That’s why as a young girl growing up, I wanted to help others in need just as others helped my brother. My first job at the age of 16 was with the Mayor’s Summer Youth program, where I handed out lunches to the younger kids who attended camp in the Fruit Belt neighborhood. Working as a cabin counselor with children with disabilities at Camp Loyal Town in Hunter also was a life-changing experience. It was amazing and rewarding, and I learned so much: Never look down on others. No one is perfect. Never take things for granted. We never know what to expect in life. When I help others, I get a good feeling in my soul.

My parents did all they could to keep our family together, but when we lost our home in a fire, it devastated us. We lost our home, family portraits and the piano that my father bought for my mother. But we still had each other and I still had my dreams to help others in need. I kept my faith and as life went on I continued to work at summer camps, churches and after-school programs. I wanted to make a difference in my community.

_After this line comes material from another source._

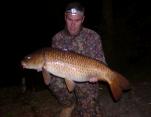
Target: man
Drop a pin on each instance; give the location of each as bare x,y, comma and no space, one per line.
74,37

Today, I work as a night counselor at a shelter for runaway youth, ages 13 to 17. For 22 years, I have provided them with food, shelter, clothing and a warm bed. Sometimes it can be really hard working with this younger generation, which includes members of my own family. Some make bad choices. No matter how I try to guide them down the right path, some make a wrong turn. I may save some kids, but I can’t save them all. They must realize that it is easy to get into trouble but hard to get out. That’s why I will always encourage them to stay in school, stay away from drugs and stay out of gangs. They need to know how great they can be when they choose the right path.

I know that I am the person I am today because of my parents. My mother has always believed in me, even when I didn’t believe in myself. That’s why I will continue to work to save as many children’s lives I can.